Brown College freshman Valerie Lewis agreed spring recess was important.
"It's necessary for the sanity of students," Lewis said.
Patten said the faculty had planned to review the calendar changes after it saw how the removal of the break affected the campus.
"This is voted for and we're going to try it out," he said. "We are going to reexamine it at the end of the trial period."
Patten said he thought both parts of the SA resolution -reexamining the decision and establishing formal lines of communication with the SA president- were already in place in the calendar approval process.
"We are not only responsive to both parts of the resolution but also both of those things were intended to be done," he said.
President Malcolm Gillis said students' opinions would be taken into account when the faculty reconsiders the removal of the break, but emphasized undergraduate committee members' absence from the CUC meeting when the calendar changes were discussed.
"I don't think this is something that is written in stone for years beyond 2003," Gillis said. "I am certain that the faculty will want to hear from the student body when they begin looking at the calendar next year, just as they were ready to hear this year, but unfortunately no students made it to the meeting."
The three undergraduates appointed to this year's CUC last year were Brian Stoler (Hanszen '01), Wiess senior Sarah Pitre and Baker junior Kevin Askew, but none attended the meeting where the committee approved the calendar. Stoler lost his membership when he graduated in January and became a computer science graduate student. Sid Richardson College senior Esther Sung replaced Askew when he went abroad, but Sung said she never received any of the committee's e-mails. CUC Chair John Zammito added her to the committee's list Wednesday. Pitre said she had a scheduling conflict with the CUC meeting but understood why the change was made.

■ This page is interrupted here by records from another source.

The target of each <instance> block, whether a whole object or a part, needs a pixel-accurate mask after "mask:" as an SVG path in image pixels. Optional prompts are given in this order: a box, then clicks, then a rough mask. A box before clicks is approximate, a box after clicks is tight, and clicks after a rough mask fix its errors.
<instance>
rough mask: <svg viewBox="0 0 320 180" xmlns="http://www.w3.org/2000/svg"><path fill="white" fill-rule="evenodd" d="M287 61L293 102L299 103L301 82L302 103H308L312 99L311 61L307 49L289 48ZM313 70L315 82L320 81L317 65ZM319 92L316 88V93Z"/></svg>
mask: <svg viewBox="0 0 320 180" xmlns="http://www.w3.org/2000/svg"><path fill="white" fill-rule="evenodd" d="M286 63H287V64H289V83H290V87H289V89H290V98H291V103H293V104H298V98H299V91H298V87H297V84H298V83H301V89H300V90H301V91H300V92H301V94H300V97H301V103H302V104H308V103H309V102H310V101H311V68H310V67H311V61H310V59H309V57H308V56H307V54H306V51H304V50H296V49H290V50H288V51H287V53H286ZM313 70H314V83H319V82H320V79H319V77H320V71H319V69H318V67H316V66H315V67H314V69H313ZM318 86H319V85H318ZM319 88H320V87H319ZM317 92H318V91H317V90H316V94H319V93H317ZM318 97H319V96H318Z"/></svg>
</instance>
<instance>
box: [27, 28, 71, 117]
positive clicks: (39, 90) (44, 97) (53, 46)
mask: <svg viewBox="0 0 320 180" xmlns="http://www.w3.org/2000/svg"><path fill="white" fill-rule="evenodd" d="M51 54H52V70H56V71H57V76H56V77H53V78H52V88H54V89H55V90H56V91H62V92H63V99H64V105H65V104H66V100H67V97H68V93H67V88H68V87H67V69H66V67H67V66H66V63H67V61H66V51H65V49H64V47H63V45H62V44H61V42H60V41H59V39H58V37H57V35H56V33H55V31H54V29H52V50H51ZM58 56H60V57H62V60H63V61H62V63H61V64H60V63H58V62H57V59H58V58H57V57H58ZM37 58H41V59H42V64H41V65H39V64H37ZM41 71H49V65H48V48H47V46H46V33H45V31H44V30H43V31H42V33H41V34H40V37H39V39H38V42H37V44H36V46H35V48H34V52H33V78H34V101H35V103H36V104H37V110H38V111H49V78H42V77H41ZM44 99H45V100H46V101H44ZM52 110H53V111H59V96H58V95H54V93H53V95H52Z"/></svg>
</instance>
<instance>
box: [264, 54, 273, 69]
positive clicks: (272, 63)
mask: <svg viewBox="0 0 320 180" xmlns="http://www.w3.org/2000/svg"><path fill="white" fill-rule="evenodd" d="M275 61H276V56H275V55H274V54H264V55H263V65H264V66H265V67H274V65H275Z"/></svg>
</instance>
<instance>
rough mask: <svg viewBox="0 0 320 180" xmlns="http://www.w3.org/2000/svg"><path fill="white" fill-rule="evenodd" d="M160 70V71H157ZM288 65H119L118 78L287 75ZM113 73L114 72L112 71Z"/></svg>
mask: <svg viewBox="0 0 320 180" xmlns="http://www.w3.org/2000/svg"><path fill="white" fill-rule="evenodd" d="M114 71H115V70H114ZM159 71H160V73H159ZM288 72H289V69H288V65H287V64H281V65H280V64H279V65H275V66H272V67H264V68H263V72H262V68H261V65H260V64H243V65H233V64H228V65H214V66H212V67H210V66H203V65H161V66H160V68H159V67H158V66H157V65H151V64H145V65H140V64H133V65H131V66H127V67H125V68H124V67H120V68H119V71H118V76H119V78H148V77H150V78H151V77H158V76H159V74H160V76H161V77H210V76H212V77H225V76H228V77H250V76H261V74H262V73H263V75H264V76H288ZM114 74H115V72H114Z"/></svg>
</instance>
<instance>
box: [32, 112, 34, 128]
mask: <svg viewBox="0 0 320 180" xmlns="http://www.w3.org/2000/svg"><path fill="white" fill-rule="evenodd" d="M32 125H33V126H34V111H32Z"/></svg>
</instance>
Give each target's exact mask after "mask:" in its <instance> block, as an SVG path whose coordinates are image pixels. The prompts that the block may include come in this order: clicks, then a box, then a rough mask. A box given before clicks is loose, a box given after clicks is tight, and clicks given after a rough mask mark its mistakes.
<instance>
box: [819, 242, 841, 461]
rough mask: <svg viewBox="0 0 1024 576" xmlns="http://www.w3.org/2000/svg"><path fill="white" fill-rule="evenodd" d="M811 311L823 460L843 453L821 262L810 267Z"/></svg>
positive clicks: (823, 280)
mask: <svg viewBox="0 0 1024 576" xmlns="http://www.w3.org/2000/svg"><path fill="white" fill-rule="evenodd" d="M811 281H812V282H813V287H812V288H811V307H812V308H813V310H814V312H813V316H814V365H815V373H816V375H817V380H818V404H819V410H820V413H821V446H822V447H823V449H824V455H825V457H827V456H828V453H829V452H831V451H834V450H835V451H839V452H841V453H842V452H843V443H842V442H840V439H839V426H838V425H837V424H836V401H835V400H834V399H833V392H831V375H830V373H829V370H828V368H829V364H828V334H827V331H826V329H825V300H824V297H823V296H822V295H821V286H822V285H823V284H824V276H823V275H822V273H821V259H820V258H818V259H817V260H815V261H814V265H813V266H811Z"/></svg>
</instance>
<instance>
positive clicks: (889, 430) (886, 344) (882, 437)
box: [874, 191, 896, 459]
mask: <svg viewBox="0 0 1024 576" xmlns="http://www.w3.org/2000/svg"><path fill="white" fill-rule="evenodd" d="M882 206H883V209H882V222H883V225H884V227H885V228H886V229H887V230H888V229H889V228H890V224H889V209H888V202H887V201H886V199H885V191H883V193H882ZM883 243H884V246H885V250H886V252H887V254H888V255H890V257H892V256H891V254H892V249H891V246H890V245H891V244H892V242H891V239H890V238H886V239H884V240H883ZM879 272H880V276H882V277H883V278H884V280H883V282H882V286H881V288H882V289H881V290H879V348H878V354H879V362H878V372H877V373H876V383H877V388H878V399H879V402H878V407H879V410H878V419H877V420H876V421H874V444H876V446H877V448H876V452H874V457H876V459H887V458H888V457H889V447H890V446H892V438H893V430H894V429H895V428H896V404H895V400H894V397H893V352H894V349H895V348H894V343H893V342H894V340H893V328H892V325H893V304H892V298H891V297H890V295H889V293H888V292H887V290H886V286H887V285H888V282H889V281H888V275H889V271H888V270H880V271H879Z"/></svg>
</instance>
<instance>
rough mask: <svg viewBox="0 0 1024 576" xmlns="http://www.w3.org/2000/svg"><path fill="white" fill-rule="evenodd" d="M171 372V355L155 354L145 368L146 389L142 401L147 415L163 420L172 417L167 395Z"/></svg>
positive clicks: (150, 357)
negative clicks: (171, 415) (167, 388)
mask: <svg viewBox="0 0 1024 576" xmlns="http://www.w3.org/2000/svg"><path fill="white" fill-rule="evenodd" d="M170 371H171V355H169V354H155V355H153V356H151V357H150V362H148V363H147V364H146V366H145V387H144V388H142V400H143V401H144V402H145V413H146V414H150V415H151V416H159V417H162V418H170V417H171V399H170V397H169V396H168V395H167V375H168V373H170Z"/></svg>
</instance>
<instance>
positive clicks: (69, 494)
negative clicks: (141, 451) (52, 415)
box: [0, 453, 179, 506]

However, Gillis pointed out that academic calendars are approved two years in advance, so changes made during spring 2003 in response to feedback from students would not take effect until the 2004-'05 academic year.
Lisagor said students should be a bigger part of the calendar approval process.
"We need to find ways in the future to not let the academic calendar go through without student input," she said.
Sullivan said students aren't the best source for decisions on the academic calendar.
"I don't know if students always make the best choices when it comes to breaks," he said.
Zammito, a history professor, said student opinion on the academic calendar was important, but the decision was the faculty's to make.
"It is my opinion that students certainly have the right to express their opinion, but at this university ... calendar decisions are a faculty matter," Zammito said. "That does not mean that we are not interested in students' opinion, but calendar approval is generally not a student decision."